Des écologistes déçus

Les deux causes seront entendues par les tribunaux d'appel de la Saskatchewan et de l'Ontario. Si l'affaire devait se retrouver devant la Cour suprême, ce à quoi plusieurs observateurs s'attendent, Québec pourrait réviser sa position et intervenir dans le litige.

L'abstention du gouvernement québécois déçoit le porte-parole de Greenpeace, Patrick Bonin.

« Nous aurions préféré que le gouvernement Legault intervienne et prouve à Doug Ford et aux autres premiers ministres irresponsables que l'urgence de la situation fait que la lutte climatique est une priorité absolue pour le Québec », a-t-il déploré.

Il espère que le gouvernement caquiste défendra la tarification du carbone si le différend entre Ottawa et les provinces récalcitrantes se rend jusqu'à la Cour suprême.

En campagne électorale, François Legault a appuyé la position de Justin Trudeau face à la Saskatchewan et à l'Ontario, promettant d'être son allié sur la tarification du carbone. « J'espère que Justin Trudeau va tenir son bout », a-t-il déclaré, sans toutefois s'engager à intervenir devant les tribunaux.

Depuis son élection, M. Legault a provoqué un tollé dans l'Ouest canadien en qualifiant sa production pétrolière d'« énergie sale » et en s'opposant à la relance du projet d'oléoduc Énergie Est.

Québec exempté

Le gouvernement Trudeau souhaite implanter dès l'an prochain une taxe sur le carbone dans toutes les provinces qui n'ont pas déjà un mécanisme de tarification des émissions de gaz à effet de serre. Cette taxe s'élèvera à 50 $ la tonne en 2022. Les recettes de la taxe seront retournées aux citoyens sous forme de chèques.

La mesure ne touchera pas les provinces qui, comme le Québec et la Colombie-Britannique, imposent déjà un prix sur le carbone avec une taxe ou avec un système de plafonnement et d'échange des émissions.

Québec s'est doté en 2014 d'un marché du carbone, qu'il a depuis lié à celui de la Californie. Contrairement au régime projeté par le fédéral, celui du Québec n'est pas à revenu neutre pour l'État.
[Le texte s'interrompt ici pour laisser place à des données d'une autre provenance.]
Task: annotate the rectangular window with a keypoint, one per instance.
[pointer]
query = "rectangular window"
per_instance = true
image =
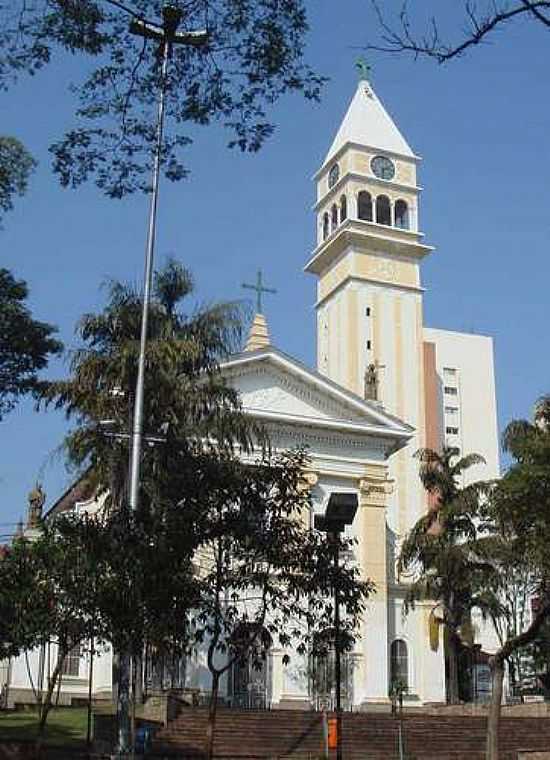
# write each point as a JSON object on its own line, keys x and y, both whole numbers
{"x": 72, "y": 662}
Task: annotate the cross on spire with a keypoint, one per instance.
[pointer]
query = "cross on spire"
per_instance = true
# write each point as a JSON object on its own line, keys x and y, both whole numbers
{"x": 260, "y": 289}
{"x": 364, "y": 69}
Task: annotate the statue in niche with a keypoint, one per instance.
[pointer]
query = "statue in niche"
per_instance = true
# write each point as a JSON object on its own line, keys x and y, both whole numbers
{"x": 37, "y": 498}
{"x": 371, "y": 383}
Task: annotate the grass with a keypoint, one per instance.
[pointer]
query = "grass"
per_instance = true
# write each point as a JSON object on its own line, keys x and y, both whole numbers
{"x": 65, "y": 726}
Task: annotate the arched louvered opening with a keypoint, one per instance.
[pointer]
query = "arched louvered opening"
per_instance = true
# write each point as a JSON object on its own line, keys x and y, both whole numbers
{"x": 343, "y": 208}
{"x": 402, "y": 215}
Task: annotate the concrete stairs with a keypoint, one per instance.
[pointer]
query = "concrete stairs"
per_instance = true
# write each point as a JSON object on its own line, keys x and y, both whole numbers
{"x": 295, "y": 735}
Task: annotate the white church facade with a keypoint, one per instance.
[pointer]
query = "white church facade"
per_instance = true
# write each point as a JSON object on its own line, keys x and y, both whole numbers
{"x": 385, "y": 385}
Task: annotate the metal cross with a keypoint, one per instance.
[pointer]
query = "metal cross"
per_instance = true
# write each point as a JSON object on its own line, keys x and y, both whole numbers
{"x": 363, "y": 68}
{"x": 259, "y": 288}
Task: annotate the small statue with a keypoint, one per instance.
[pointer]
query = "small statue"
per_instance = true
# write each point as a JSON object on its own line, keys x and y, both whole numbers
{"x": 371, "y": 383}
{"x": 37, "y": 498}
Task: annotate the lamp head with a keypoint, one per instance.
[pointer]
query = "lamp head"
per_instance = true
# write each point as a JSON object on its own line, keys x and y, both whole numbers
{"x": 342, "y": 507}
{"x": 172, "y": 16}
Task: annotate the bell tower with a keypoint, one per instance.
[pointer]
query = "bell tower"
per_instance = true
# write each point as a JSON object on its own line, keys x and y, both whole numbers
{"x": 369, "y": 296}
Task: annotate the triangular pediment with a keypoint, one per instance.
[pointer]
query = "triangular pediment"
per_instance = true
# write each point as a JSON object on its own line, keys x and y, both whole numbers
{"x": 275, "y": 386}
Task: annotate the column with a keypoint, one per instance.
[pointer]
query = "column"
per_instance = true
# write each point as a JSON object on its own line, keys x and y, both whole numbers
{"x": 374, "y": 489}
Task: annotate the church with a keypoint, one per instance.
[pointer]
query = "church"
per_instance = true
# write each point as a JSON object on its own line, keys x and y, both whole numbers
{"x": 384, "y": 386}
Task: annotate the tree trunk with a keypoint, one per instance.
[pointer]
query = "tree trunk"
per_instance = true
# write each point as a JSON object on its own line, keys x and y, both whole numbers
{"x": 212, "y": 712}
{"x": 453, "y": 693}
{"x": 46, "y": 704}
{"x": 493, "y": 720}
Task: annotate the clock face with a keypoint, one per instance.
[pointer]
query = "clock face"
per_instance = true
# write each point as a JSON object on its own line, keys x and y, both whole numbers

Ses recettes sont dirigées vers le Fonds vert, qui finance des initiatives de lutte et d'adaptation aux changements climatiques.

L'Ontario s'est brièvement joint au programme, mais s'en est retiré après l'élection du conservateur Doug Ford en juin. Celui-ci s'est immédiatement rangé derrière le gouvernement de la Saskatchewan, qui se bat depuis le début contre la taxation du carbone.

Fin novembre, le gouvernement Legault a obtenu la confirmation officielle du ministère fédéral de l'Environnement que son système satisfait aux exigences du programme fédéral.